# '92SE - Intermitent Brake and Battery Light Flasing!



## sanford7575 (May 23, 2006)

Hi All,

Wondering if I can get some input from the forum on my latest issue.
All was well a few days ago and then I regrounded my amp/stereo directly to 
the negative battery terminal in hopes that the stereo system would be better grounded to stop the alternator whine that I've been getting.

Anyway, since the re-routing, I've been receiving an intermittent simultaneous flashing of the battery and brake light on the dash. I know that this usually means bad altrnator, but I just changed my alternator in December of '09 (95 Amp Napa brand due to limited availability from parts suppliers).

Yesterday, after driving about 30 miles, I made a stop off at pep boys, came back out and I couldn't start the car.
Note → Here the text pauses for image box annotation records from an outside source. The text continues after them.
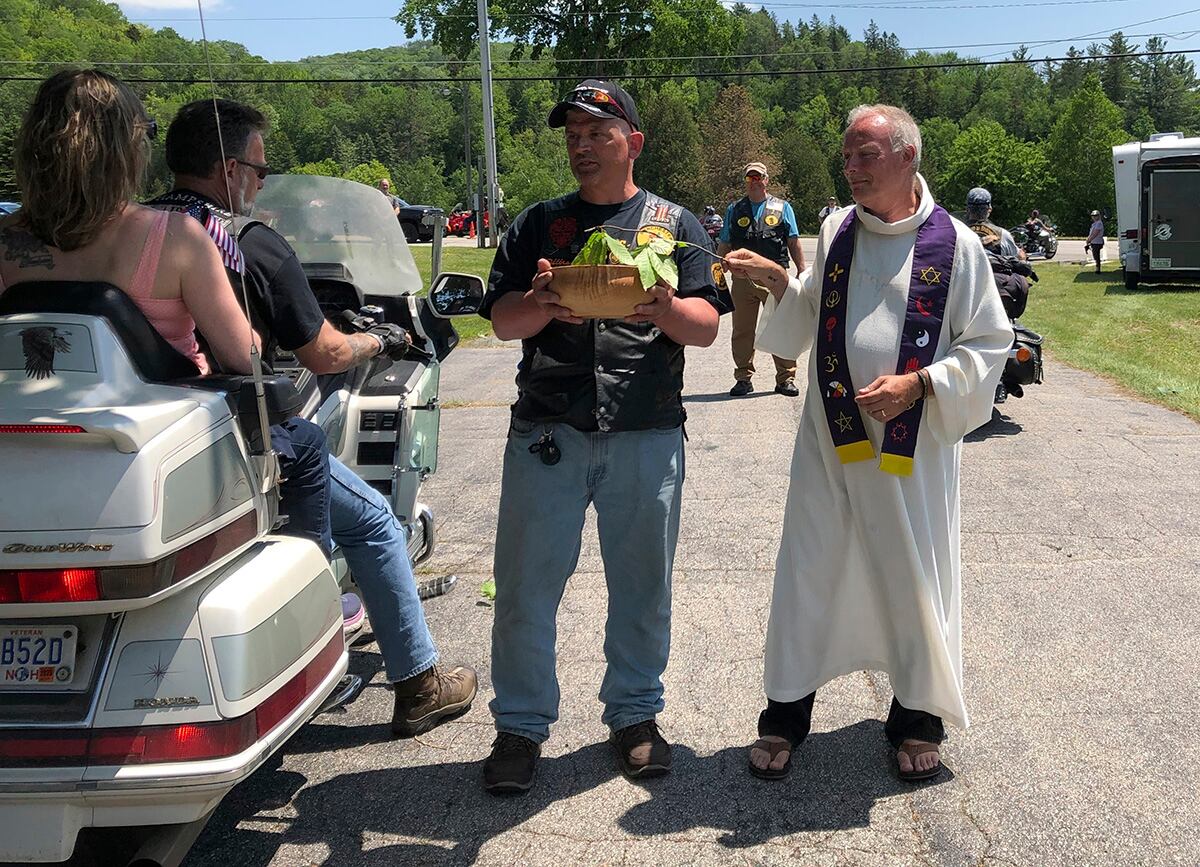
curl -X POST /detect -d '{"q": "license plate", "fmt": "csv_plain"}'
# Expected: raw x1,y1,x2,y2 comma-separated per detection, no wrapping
0,626,79,688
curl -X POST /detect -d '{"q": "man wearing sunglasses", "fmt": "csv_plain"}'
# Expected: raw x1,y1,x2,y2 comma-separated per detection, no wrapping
716,162,804,397
480,79,731,794
150,100,475,737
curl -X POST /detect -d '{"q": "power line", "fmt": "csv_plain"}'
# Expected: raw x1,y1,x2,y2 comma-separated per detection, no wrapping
9,27,1200,69
91,0,1138,24
980,8,1200,60
0,48,1185,84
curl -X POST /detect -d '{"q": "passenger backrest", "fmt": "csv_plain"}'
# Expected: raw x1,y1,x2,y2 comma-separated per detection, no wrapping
0,280,200,382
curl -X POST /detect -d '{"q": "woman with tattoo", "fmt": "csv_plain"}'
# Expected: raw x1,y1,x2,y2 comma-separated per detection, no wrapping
0,70,256,373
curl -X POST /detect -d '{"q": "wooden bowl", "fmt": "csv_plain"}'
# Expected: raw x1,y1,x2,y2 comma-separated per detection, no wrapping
550,265,652,319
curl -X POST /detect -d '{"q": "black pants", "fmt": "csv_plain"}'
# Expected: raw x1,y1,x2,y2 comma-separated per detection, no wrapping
758,693,946,749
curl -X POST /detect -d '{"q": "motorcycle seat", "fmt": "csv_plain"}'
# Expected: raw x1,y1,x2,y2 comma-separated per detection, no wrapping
0,280,304,441
0,280,200,383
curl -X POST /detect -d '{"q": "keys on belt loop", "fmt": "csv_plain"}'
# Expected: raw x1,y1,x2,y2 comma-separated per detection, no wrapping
529,427,563,467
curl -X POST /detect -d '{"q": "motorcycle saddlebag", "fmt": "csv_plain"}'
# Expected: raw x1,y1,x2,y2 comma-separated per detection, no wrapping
1003,322,1042,385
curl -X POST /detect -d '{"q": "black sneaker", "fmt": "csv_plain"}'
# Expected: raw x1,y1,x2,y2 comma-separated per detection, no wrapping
610,719,671,779
484,731,541,795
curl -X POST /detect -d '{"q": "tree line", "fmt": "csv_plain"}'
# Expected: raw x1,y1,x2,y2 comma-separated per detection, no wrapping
0,0,1200,232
The battery registered 12.6 Volts so I know it's OK. I disconnected and reconnected the negative battery cable and the car started, but drove like crap (sluggish, course, loud, acceleration
was not responsive like normal) all of the way home.

Today the car started normally, but about 5 miles into my commute, I started getting the intermittent battery and brake light again. The lights flashed for a few seconds, but then went away. The car ran normally, not sluggish like last night.

Anyone have a clue what could be causing the intermittent flashing? Is it definitely the alternator again? Could all of this be caused by the regrounding of the stereo? Could it be anything else? A bad alternator shouldn't cause sluggish performance, should it? 

I am completely at a loss for what's going on? 

Any help would be greatly appreciated...


----------